A atitude de firmeza adotada pela UE nas horas finais da negociação é irrepreensível. Foi feita justiça com aqueles países como os bálticos - mais Eslováquia e Eslovénia -, que depois de se libertarem da ditadura soviética tiveram de sofrer o duplo ajustamento da transição para uma economia de mercado e da estabilização consequente à crise da dívida e que não teriam compreendido um tratamento de favor à Grécia. Na mesma situação encontravam-se a Irlanda e Portugal, que recuperaram depois de cumprir as condições dos seus resgates, com fortes doses de sofrimento e austeridade, ou Espanha, que em troca dos 40 000 milhões de empréstimo empregados no saneamento do sistema bancário teve de aceitar um severo plano de ajustamento fiscal e de reformas graças ao qual encabeça agora o crescimento da zona.

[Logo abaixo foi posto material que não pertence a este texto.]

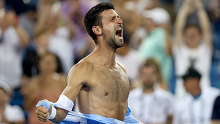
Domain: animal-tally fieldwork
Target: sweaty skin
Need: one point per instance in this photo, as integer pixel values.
(98, 82)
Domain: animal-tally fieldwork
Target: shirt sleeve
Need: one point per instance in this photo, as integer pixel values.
(216, 109)
(14, 114)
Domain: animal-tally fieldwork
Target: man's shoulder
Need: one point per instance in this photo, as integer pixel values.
(121, 66)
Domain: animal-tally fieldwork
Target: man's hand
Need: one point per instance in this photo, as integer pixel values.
(43, 110)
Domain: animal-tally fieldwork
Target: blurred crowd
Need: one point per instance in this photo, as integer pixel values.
(171, 55)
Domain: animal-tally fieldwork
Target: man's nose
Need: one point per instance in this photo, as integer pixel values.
(119, 21)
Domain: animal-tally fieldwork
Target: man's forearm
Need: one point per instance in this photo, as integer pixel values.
(60, 115)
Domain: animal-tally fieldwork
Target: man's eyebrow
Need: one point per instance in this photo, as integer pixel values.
(112, 17)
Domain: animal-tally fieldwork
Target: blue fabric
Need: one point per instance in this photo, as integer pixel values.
(44, 103)
(77, 118)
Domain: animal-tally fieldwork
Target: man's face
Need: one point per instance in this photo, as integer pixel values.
(148, 76)
(112, 29)
(4, 97)
(191, 84)
(192, 36)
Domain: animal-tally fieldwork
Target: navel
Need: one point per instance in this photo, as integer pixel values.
(106, 93)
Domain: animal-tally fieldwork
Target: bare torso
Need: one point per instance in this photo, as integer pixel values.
(105, 93)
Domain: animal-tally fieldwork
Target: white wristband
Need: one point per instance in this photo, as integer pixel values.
(53, 113)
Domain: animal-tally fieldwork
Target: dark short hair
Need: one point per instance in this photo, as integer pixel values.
(197, 26)
(93, 18)
(191, 73)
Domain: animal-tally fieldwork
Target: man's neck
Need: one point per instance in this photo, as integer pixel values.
(2, 108)
(105, 56)
(196, 92)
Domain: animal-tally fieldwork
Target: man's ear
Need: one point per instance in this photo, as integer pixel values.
(97, 30)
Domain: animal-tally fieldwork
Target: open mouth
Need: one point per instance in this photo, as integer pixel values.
(119, 32)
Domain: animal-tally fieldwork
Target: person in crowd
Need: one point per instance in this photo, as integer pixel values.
(98, 82)
(32, 56)
(131, 59)
(150, 103)
(216, 111)
(9, 114)
(46, 85)
(196, 106)
(28, 20)
(62, 32)
(192, 44)
(154, 45)
(13, 39)
(75, 10)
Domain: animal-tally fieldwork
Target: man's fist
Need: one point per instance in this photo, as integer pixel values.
(42, 113)
(43, 110)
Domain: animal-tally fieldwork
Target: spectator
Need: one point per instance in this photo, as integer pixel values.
(195, 107)
(9, 114)
(47, 82)
(192, 44)
(216, 111)
(62, 32)
(149, 103)
(12, 40)
(76, 10)
(154, 45)
(131, 60)
(28, 20)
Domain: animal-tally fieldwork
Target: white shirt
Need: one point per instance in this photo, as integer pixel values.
(151, 108)
(13, 114)
(10, 58)
(189, 110)
(182, 56)
(62, 47)
(132, 62)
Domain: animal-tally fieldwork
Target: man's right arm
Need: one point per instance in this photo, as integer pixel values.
(77, 75)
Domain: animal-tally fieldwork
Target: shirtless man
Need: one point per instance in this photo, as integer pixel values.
(98, 82)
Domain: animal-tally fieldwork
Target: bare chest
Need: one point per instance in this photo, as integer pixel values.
(110, 85)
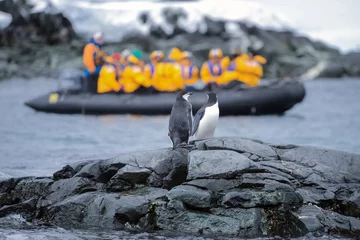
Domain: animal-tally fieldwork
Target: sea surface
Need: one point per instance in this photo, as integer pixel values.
(37, 144)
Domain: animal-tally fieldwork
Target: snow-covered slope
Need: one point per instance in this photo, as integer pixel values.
(117, 19)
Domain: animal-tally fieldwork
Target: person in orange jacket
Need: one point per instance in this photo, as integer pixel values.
(166, 75)
(155, 58)
(234, 73)
(110, 75)
(212, 70)
(189, 73)
(93, 59)
(133, 78)
(253, 69)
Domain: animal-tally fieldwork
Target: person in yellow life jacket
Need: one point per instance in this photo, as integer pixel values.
(253, 70)
(133, 78)
(166, 75)
(124, 56)
(189, 73)
(212, 71)
(110, 75)
(93, 59)
(155, 58)
(234, 74)
(260, 59)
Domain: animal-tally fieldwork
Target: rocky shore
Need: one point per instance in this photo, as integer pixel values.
(45, 43)
(216, 187)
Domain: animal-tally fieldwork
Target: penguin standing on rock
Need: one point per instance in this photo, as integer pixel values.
(206, 118)
(180, 122)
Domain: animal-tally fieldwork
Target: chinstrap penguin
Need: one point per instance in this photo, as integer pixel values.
(180, 122)
(206, 118)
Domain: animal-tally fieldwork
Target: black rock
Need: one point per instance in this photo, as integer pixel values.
(222, 186)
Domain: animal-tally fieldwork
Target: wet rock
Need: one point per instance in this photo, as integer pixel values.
(348, 200)
(65, 172)
(333, 166)
(64, 188)
(215, 185)
(239, 145)
(218, 164)
(109, 211)
(249, 198)
(133, 174)
(32, 188)
(7, 185)
(71, 212)
(168, 167)
(191, 196)
(26, 208)
(244, 222)
(118, 184)
(204, 190)
(313, 218)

Não há dúvida de que o medo de uma saída do euro, que teria acarretado a falência do sistema de pensões e da Segurança Social, além de um empobrecimento intenso com uma desvalorização intensa do novo meio de pagamento a que estava destinado o país, fez mossa no ânimo de Tsipras. Mas resta saber como se desenrolarão os acontecimentos nos próximos dias. O Syriza ganhou as eleições com o argumento, abençoado pelos gregos, de que existe uma política alternativa que passa por pôr fim à austeridade e estatizar a economia. Nos últimos meses voltou a contratar uma boa parte dos funcionários despedidos por Samaras, pôs de novo a funcionar a televisão pública e não adotou uma única medida para diminuir uma despesa pública que tem um peso sobre o PIB muito superior à média da UE, nem para acabar com o Estado clientelar e corrupto que impede o desenvolvimento do setor privado. As tarefas que há pela frente para ativar a economia grega, massacrada por Tsipras durante estes seis meses, são colossais. Mas a experiência grega terá valido a pena se passar claramente a mensagem de que as políticas populistas não têm lugar na União. Alguns observadores divergem. Pensam que a humilhação infligida por Merkel exacerbará a desafeição pela união monetária e avivará o apoio aos movimentos alternativos. Eu penso o contrário. Creio que a derrota de Tsipras é um aviso à navegação que postula políticas semelhantes na Europa, como é o caso do Podemos em Espanha, e daqueles que as apoiam com a ideia de que esse apoio não tem um preço a pagar. Está visto que não é verdade.